Metadata Analysis Draws its Own Conclusions on WannaCry Authors

Author: Michael Mimoso

June 15, 2017 10:34 am

Researchers at Telefonica’s cybersecurity unit ElevenPaths conducted an analysis of WannaCry metadata.

The most intriguing mystery that remains about WannaCry is the identity of the attacker. The theory with the best legs is that North Korea’s Lazarus APT is the entity behind the worldwide ransomware outbreak given the discovery of shared code samples in the malware with older Lazarus attacks.

That, however, doesn’t definitively dispel other contentions that point the finger at cybercriminals or other nation-state operatives. For example, a linguistics analysis of the 28 ransom notes embedded in the malware moved away from the Lazarus theory and concluded that the author was a native Chinese or English speaker. It also stated that the Korean version of the ransom note was among the most poorly written, or translated. To take that conclusion as gospel, however, seems premature as well given that native speakers could easily write in broken versions of their language.

Researchers at ElevenPaths, the cybersecurity unit of Telefonica, Spain’s largest telecommunications provider and one of WannaCry’s victims, weren’t satisfied and attacked the attribution question from a metadata perspective and used it to dissect the author’s actions in the days leading up to the May 12 attack.

Sergio de los Santos, the labs leader at ElevenPaths, said the author overlooked how much information that metadata buried in the malware files could give away about their identity. For example, the author and operator fields in the RTF files used in the ransom note are set to Messi, a reference to footballer Lionel Messi. This reference was also found in the first version of WannaCry that surfaced in March. The author also types in Korean, the default language the author used in the EMEA version of Word that was used to create the RTF files. This lends weight to the theory that the broken Korean may have been intentional, de los Santos said.

“The broken Korean, for me, means he was trying to hide himself. That’s a hint he was from Korea,” de los Santos said. “He forgot to change his [default language in] Word. If you’re trying to hide yourself from being English and write in broken English, anyone could do that. But I would forget to change my default language. He made the mistake of forgetting to change the default language. He tried to force a broken Korean.”

De los Santos’ team was also able to deduce a timeline of the days leading up to the first detections of WannaCry on May 12 based on metadata, which they extracted with an in-house tool called Metashield Clean-up.

The scheme started April 27, it appears, when the author created a bitmap image for the desktop background and the r.wnry readme file. On May 9, a .zip file was created that included tools to connect to Tor for ransom payments. That .zip was dropped onto the attacker’s filesystem May 9 at 16:57 the attacker’s local time. One day later, another file containing .onion domains and a Bitcoin wallet were created. On May 11, edits were made to the bitmap, readme, and .onion domains. The files were added to a password-protected .zip file on the same day. On May 12, at 2:22 a.m. local to the attacker, the executables were added to the .zip file and the payload was ready.
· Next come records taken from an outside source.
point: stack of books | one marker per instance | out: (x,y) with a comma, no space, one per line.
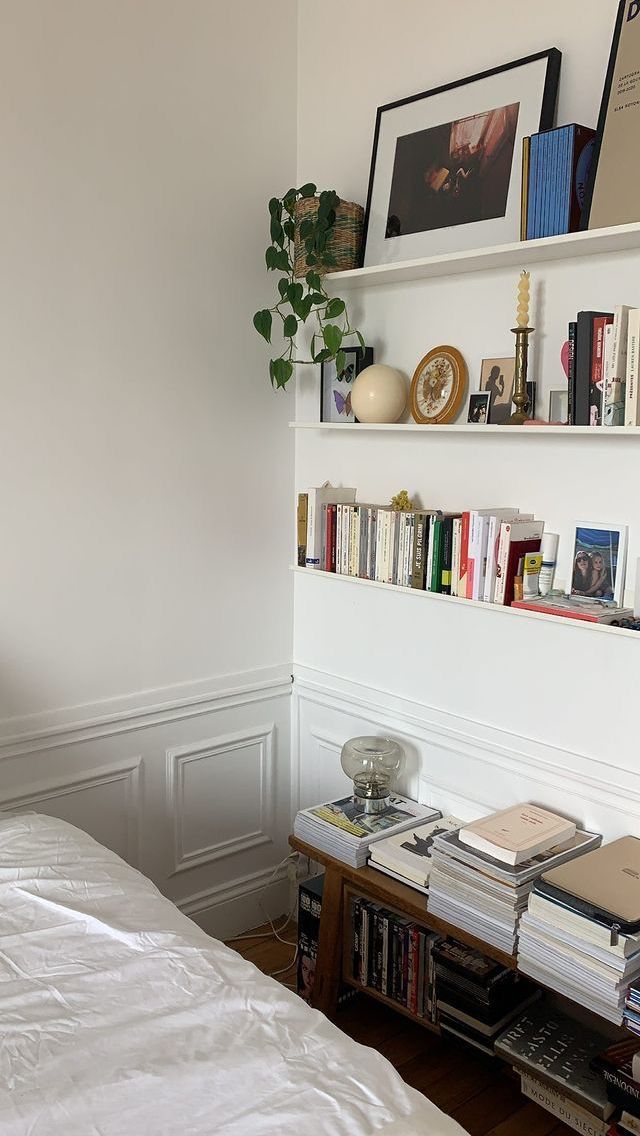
(620,1066)
(482,875)
(553,1054)
(342,829)
(407,855)
(476,997)
(580,933)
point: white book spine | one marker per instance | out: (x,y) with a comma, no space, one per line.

“This is the ‘magic’ hour as it is established as the time of infection in every affected system,” ElevenPaths researchers wrote in a report on the research.

The researchers were able to glean from the metadata how long the attacker spent editing each individual language file and that the default language was always Korean. The use of .zip files were another giveaway as to clues about the attacker’s location because they store the last access time and create dates obtained from the attacker’s disk, as well as his local timezone.

Going off the final .zip create date and time of May 12 at 2:22 a.m. and the first detections of WannaCry in Taiwan and throughout Asia, the researchers speculate, below, that the attacker was in the UTC +9 timezone, and certainly between UTC +2 and +12.

“He should have used .txt files which stores no metadata at all,” de los Santos said, adding that .txt files cannot be used to create files that include colors and different point sizes that were prevalent throughout the ransom note. A rich text format file, could, however. “You can write rich text format with lots of programs, but with Word, we have discovered that the default language is kept in the file and the name of the user is kept in the file. That was a mistake, and I think he didn’t notice.”